Quick Take: Game Night takes the games played between friends and adds the mobsters, kidnapping, gunfire, and a fight club en route to the funniest film of this year or any year in the last decade.

The time honored tradition of game nights between groups of friends is the perfect subject matter for a movie. And it can go either way. It could be a horror film, where things go wrong and people die. It could be a drama, where the games peel back the covers of troubled relationships. Or it could be a comedy, where a series of games quickly go haywire and cause hilarity to ensue. The new comedy Game Night is definitely the latter.
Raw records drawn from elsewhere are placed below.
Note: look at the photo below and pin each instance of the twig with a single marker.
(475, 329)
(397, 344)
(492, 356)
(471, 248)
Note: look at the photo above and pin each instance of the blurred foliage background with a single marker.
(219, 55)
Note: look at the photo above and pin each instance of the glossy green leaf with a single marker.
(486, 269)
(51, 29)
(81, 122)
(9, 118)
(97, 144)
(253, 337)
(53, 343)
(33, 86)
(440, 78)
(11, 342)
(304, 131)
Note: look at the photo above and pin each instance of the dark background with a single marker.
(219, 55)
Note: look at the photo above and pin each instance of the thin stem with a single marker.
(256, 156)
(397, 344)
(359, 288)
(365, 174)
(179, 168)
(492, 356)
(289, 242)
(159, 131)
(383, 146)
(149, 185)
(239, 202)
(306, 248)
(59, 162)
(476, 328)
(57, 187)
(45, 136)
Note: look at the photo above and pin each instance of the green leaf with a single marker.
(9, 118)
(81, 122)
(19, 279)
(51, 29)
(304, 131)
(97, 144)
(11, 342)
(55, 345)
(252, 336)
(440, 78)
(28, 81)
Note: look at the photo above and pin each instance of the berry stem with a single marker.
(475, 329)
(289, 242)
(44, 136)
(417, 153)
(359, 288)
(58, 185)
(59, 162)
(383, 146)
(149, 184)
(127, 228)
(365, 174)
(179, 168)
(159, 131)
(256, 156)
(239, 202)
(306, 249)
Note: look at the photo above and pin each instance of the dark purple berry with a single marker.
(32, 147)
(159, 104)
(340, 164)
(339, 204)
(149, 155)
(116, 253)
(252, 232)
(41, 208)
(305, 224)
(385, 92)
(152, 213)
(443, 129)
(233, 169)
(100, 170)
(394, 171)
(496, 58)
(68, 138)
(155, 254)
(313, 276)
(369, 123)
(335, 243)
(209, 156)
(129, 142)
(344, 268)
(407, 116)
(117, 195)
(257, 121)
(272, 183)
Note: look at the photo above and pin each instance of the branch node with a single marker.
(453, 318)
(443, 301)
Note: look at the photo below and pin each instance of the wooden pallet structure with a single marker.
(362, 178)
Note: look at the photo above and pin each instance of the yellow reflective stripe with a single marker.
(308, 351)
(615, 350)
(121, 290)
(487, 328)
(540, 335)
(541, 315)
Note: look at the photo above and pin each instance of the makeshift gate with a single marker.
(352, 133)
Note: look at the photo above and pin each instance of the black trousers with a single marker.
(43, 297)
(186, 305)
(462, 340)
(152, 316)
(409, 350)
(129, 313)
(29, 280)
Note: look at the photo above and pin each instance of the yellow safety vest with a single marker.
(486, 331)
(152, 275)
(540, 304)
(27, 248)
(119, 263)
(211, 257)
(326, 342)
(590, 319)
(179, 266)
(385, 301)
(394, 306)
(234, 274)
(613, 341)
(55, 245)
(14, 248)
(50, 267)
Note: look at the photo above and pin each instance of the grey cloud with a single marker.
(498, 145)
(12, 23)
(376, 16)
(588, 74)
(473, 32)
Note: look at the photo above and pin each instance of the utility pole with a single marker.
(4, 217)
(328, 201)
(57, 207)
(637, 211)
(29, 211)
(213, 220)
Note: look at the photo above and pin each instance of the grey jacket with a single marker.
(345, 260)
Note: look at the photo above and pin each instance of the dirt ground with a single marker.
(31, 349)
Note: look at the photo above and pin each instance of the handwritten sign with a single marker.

Game Night is the story of Max (Jason Bateman) and his wife, Annie (Rachel McAdams), who host a monthly game night for their friends (Lamorne Morris and Kylie Bunberry; Billy Magnussen and Sharon Horgan), all couples. When Max’s uber-successful older brother Brooks (Kyle Chandler) comes to town, he asks to host the next game night at his house for a very special, unique experience. Max and Annie have to avoid their morose newly-single neighbor, and one-time game night participant, Gary (Jesse Plemons), and meet up with the friends for what they think is a night of fun. But Brooks has more in store for the group, and the fun turns into a real kidnapping with a ton of laughs thrown in to boot.

Game Night Review

Game Night is the perfect vehicle for Bateman’s patented style of comedic timing. Throw in Lamorne Morris (TV’s New Girl) and an amazingly hilarious turn by Jesse Plemons (Breaking Bad, Black Mirror), and the laughs come at you fast and furious. At one point, I laughed so hard, I broke up some phlegm in my chest from my December bout with the flu. That was two months ago! Game Night pours on the comedy and misdirection, and it all works. Every character is played perfectly, and a series of running gags involving the likes of Denzel Washington, glass tables, what rich people do for fun, and Plemons’ sad, lonely life help keep the comedy going, even as the film dips into a crime caper at certain points.

Game Night Review

The script by Mark Perez is stocked with great comedic moments and the story never stalls. If it slows down, it’s only to reload of the next series of wacky antics, and all of it matters to the greater story. Game Night is wonderfully directed by John Frances Daley and Jonathan Goldstein, who have teamed in the past as writers of Horrible Bosses and Spider-Man: Homecoming. This duo knows perfect comedic timing and can get the best performances out of Bateman. And this is vintage Jason Bateman. But as good as Bateman is as Max, Lamorne Morris steals the movie as Kevin, with his insecurities and his well-written lines. Morris is the brightest star of Fox’s sitcom New Girl, and he transfers that same comedic energy to this role.

Game Night Review

Game Night is one of those rare comedies that hits on all cylinders for the entire run time, and by the end of the film, you have not only laughed, but you’ve also taken a journey with the characters on screen. This is one of the funniest films of the year or any year in the past decade. A strong script and solid directing help elevate the film to the upper echelons of adult comedies, and a near-perfect cast work to generate laughs from even the most mundane of situations. Adults have game nights to get together with friends, make a few laughs, and to have a good time. Game Night, the film, offers the same experience and more, and is well worth playing again and again.

Game Night is rated R and is in theaters everywhere on February 23.